(AGENPARL) - Roma, 20 Settembre 2026 - *Catturato un esemplare di lupo nell'agro tra Noicattaro e Rutigliano:
proseguono le attività della Task Force per il monitoraggio e la gestione
della presenza della specie*
Nella tarda serata di ieri, nell'agro tra Noicattaro e Rutigliano, gli
operatori impegnati nelle attività di monitoraggio hanno catturato un
esemplare di lupo femmina, presumibilmente appartenente al branco che da
settimane frequenta l'area e del quale potrebbe fare parte anche l'animale
coinvolto nell'aggressione ai danni della bambina.
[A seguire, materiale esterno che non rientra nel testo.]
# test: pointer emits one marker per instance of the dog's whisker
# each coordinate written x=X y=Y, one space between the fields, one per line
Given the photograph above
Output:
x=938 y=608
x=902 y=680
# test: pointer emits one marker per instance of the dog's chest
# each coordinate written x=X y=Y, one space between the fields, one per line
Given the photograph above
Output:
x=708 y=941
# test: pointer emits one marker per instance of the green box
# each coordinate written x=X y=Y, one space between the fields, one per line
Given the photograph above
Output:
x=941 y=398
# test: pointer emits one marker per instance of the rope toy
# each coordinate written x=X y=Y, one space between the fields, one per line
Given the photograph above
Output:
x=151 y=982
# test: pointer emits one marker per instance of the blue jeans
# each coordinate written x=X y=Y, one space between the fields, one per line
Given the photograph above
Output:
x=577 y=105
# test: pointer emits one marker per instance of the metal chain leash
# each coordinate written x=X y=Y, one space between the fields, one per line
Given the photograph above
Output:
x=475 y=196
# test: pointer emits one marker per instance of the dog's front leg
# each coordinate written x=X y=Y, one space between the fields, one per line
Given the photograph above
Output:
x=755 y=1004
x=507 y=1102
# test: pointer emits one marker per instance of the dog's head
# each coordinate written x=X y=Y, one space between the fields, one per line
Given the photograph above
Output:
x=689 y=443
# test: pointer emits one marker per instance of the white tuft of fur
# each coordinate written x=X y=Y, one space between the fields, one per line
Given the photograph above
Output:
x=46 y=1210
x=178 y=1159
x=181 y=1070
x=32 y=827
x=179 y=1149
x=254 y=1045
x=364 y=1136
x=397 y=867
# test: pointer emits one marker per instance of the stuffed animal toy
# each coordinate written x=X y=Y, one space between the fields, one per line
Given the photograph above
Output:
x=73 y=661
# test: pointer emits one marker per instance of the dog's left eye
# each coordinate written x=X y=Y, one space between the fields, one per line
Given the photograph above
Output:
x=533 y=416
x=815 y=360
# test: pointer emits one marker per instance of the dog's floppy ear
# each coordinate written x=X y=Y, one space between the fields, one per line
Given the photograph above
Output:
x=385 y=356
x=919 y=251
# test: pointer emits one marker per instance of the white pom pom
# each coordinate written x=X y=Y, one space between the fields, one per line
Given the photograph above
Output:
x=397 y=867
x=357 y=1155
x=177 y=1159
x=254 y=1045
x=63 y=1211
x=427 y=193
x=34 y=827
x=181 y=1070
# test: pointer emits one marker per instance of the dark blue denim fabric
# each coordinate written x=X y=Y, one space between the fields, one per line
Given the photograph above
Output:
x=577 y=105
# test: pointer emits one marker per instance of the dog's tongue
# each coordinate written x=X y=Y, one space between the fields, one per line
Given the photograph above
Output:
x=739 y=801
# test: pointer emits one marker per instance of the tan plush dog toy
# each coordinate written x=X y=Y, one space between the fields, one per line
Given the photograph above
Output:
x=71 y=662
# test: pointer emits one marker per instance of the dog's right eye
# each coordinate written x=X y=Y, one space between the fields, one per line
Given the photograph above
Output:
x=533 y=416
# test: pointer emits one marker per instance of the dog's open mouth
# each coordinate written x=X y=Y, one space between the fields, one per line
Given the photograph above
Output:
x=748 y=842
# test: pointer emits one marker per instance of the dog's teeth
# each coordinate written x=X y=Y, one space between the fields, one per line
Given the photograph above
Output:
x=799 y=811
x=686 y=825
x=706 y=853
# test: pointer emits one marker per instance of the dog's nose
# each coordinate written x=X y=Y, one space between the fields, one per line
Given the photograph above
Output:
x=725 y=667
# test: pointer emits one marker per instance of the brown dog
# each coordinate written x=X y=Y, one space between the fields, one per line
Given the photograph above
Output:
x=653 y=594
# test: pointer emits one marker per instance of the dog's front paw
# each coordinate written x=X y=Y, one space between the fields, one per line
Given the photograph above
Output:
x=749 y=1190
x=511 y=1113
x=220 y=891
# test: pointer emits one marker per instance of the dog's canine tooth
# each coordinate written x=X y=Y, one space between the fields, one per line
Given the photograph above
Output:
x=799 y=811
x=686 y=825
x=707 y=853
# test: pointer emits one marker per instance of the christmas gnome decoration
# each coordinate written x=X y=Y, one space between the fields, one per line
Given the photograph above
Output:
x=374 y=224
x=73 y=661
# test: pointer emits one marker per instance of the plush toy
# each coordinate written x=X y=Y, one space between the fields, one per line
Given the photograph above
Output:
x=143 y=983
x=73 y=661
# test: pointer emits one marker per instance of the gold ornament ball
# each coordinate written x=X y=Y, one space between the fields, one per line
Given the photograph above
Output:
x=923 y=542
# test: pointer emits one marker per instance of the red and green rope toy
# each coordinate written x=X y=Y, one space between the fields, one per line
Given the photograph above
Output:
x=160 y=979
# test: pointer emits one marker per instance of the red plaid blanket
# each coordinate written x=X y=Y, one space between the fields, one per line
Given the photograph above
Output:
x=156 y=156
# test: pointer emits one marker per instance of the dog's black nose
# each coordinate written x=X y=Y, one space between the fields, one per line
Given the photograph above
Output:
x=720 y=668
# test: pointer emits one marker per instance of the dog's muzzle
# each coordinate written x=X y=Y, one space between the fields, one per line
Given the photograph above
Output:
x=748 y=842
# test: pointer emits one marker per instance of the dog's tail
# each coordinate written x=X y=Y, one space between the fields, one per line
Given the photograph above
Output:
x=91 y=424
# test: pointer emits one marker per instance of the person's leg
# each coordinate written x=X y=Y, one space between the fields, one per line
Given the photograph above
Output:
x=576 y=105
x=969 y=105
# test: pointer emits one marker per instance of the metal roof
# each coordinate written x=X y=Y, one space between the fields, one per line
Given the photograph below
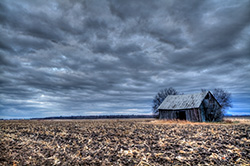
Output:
x=177 y=102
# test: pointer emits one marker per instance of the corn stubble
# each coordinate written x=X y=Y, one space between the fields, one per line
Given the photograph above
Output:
x=127 y=142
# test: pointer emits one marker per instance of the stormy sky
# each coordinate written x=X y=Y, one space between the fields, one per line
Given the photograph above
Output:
x=99 y=57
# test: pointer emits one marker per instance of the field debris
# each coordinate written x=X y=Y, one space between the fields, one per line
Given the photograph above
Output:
x=122 y=142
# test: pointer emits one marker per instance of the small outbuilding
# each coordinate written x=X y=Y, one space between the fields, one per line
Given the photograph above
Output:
x=198 y=107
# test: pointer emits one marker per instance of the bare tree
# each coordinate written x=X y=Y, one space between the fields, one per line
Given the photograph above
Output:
x=161 y=95
x=224 y=98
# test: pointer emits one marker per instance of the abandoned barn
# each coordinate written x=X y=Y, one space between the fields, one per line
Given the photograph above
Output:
x=199 y=107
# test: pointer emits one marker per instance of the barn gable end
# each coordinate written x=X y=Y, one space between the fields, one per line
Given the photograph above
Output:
x=191 y=107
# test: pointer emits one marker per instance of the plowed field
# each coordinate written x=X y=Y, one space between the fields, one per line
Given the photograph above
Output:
x=122 y=142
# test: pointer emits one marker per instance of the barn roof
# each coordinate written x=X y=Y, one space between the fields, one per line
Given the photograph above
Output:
x=177 y=102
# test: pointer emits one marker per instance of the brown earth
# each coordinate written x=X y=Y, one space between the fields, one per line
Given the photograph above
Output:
x=123 y=142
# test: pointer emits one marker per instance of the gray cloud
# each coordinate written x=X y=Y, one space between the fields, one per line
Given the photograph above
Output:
x=112 y=57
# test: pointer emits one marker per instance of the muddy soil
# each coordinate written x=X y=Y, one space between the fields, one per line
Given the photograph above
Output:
x=115 y=142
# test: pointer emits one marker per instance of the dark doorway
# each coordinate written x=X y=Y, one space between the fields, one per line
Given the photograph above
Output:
x=181 y=115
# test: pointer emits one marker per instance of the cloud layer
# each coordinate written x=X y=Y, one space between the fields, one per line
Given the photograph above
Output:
x=111 y=57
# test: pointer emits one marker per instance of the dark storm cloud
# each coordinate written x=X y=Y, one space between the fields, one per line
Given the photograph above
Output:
x=111 y=57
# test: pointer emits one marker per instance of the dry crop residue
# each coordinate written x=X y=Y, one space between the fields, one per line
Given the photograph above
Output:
x=111 y=142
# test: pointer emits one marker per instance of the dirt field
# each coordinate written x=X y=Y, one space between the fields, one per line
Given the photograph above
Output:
x=123 y=142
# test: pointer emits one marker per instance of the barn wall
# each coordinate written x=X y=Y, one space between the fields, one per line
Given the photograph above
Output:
x=209 y=107
x=169 y=115
x=194 y=115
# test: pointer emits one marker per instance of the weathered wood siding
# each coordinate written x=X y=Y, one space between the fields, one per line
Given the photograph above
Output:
x=169 y=115
x=191 y=115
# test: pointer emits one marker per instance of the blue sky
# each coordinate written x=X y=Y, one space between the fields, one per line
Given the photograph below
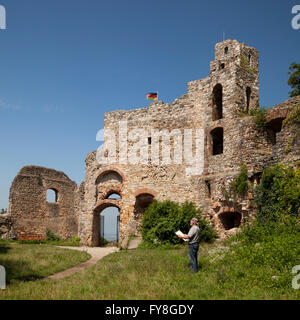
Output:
x=64 y=63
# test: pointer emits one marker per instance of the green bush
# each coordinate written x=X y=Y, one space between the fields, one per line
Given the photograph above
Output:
x=52 y=236
x=269 y=250
x=162 y=219
x=278 y=194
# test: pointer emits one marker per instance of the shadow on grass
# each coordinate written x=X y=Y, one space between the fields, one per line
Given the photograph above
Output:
x=4 y=248
x=16 y=269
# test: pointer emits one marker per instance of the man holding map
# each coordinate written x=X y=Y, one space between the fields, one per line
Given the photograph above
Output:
x=193 y=237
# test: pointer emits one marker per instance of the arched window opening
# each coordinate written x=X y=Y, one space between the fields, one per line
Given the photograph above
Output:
x=274 y=127
x=217 y=137
x=142 y=202
x=109 y=175
x=113 y=195
x=248 y=98
x=52 y=196
x=217 y=102
x=230 y=220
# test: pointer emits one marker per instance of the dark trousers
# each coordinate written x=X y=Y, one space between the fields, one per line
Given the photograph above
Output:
x=193 y=251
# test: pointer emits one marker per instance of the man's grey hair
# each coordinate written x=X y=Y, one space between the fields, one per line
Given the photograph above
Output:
x=195 y=220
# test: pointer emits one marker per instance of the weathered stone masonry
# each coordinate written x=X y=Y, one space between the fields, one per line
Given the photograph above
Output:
x=219 y=106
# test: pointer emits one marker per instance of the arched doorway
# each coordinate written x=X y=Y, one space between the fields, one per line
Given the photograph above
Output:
x=106 y=222
x=230 y=220
x=142 y=202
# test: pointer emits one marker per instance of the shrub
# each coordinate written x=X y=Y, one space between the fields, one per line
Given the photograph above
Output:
x=162 y=219
x=278 y=194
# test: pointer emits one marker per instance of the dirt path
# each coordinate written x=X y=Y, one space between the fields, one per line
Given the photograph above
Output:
x=96 y=253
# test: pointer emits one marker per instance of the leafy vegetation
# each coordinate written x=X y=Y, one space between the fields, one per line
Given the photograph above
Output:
x=294 y=80
x=162 y=219
x=259 y=118
x=278 y=194
x=51 y=236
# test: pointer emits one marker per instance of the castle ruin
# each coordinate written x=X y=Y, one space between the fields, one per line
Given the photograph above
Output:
x=214 y=115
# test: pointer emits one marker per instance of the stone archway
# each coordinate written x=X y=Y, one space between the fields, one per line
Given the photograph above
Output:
x=143 y=199
x=104 y=204
x=230 y=219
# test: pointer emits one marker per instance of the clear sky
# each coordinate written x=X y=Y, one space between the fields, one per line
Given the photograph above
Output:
x=64 y=63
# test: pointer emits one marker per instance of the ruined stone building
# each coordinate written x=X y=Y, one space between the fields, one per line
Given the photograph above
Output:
x=214 y=116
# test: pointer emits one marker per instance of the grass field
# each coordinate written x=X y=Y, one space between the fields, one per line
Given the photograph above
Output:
x=160 y=274
x=27 y=262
Sul luogo della cattura si sono recati il presidente della Regione
Puglia, *Antonio
Decaro*, e l'assessore regionale all'Agricoltura e sviluppo rurale, *Francesco
Paolicelli*, che hanno seguito le operazioni, preso visione delle
condizioni dell'animale e ringraziato altresì tutti gli operatori che in
queste settimane non si sono mai fermati, assicurando professionalità e
senso responsabilità per un'attività complessa e delicata.
L'esemplare è stato successivamente trasferito presso l'osservatorio
faunistico di Bitetto, dove è stato sottoposto alle attività previste. Il
risveglio è avvenuto regolarmente e senza problemi e l'animale non ha
presentato criticità.
La cattura rientra nel lavoro della Task Force interistituzionale
coordinata dalla Prefettura di Bari, alla quale partecipano Regione Puglia,
Comune di Noicattaro, strutture veterinarie e faunistiche regionali,
CNR-IRET, ASL Bari, Polizia Metropolitana, Carabinieri e Carabinieri
Forestali. Un lavoro condiviso che ha l'obiettivo di assicurare un'azione
coordinata di monitoraggio, ricerca e intervento, con particolare
attenzione alla tutela della pubblica incolumità.
La presenza dell'esemplare è stata individuata grazie al lavoro di
monitoraggio condotto sul territorio nelle ultime settimane attraverso
fototrappole, sopralluoghi, ricerca di tracce e campioni biologici e
attività con droni. Un insieme di strumenti che ha permesso di raccogliere
progressivamente informazioni sulla presenza della specie, sugli
spostamenti degli animali e sulle aree maggiormente frequentate,
contribuendo a orientare le attività degli operatori.
Un impegno che prosegue senza interruzioni dal 5 agosto e che ha richiesto
un presidio costante del territorio, nelle ore diurne e notturne.
Il monitoraggio continuerà anche nei prossimi giorni, con attività
distribuite nell'arco delle 24 ore, per acquisire ulteriori elementi utili
a ricostruire gli spostamenti e i comportamenti degli esemplari presenti
nell'area.
Le operazioni di cattura sono state condotte nel rispetto delle procedure
previste e sulla base del parere favorevole di ISPRA. Si tratta di
interventi che richiedono particolare cautela e un'attenta valutazione
delle condizioni operative: inseguire l'animale potrebbe comportare la
perdita delle tracce e il suo allontanamento dall'area monitorata, mentre
l'eventuale ricorso alla telenarcosi è possibile esclusivamente in presenza
di condizioni che garantiscano la sicurezza degli operatori e il recupero
dell'esemplare.
Le attività condotte nell'area di Noicattaro e Rutigliano si inseriscono in
un più ampio percorso regionale di conoscenza e monitoraggio della specie.
La presenza del lupo interessa infatti diversi territori della Puglia,
comprese aree agricole e periurbane, rendendo necessarie attività di
osservazione estese, continuative e fondate su dati scientifici. Nelle
ultime settimane, ulteriori evidenze della presenza della specie sono
emerse anche nel Salento.
La Regione ha già avviato un percorso strutturato attraverso il progetto
pilota "Wolf Puglia", realizzato in collaborazione con il CNR-Istituto di
Ricerca sugli Ecosistemi Terrestri e l'Università di Roma La Sapienza, che
ha individuato 55 celle di monitoraggio distribuite sull'intero territorio
regionale.
Il progetto è finalizzato alla raccolta di dati sulla consistenza e sulla
distribuzione della specie, sulle abitudini alimentari e sulle interazioni
con le attività agricole e zootecniche. Le informazioni raccolte
nell'ambito di "Wolf Puglia", insieme ai dati acquisiti dalla Task Force e
dalle altre attività di monitoraggio regionali, costituiranno la base
scientifica per dotare nel brevissimo tempo la Puglia di un Piano regionale
straordinario di gestione del lupo.
L'obiettivo è costruire uno strumento fondato sulla conoscenza e sui dati
scientifici, capace di integrare la tutela della biodiversità, la
prevenzione dei conflitti, la sicurezza delle comunità e la salvaguardia
delle attività agricole e zootecniche.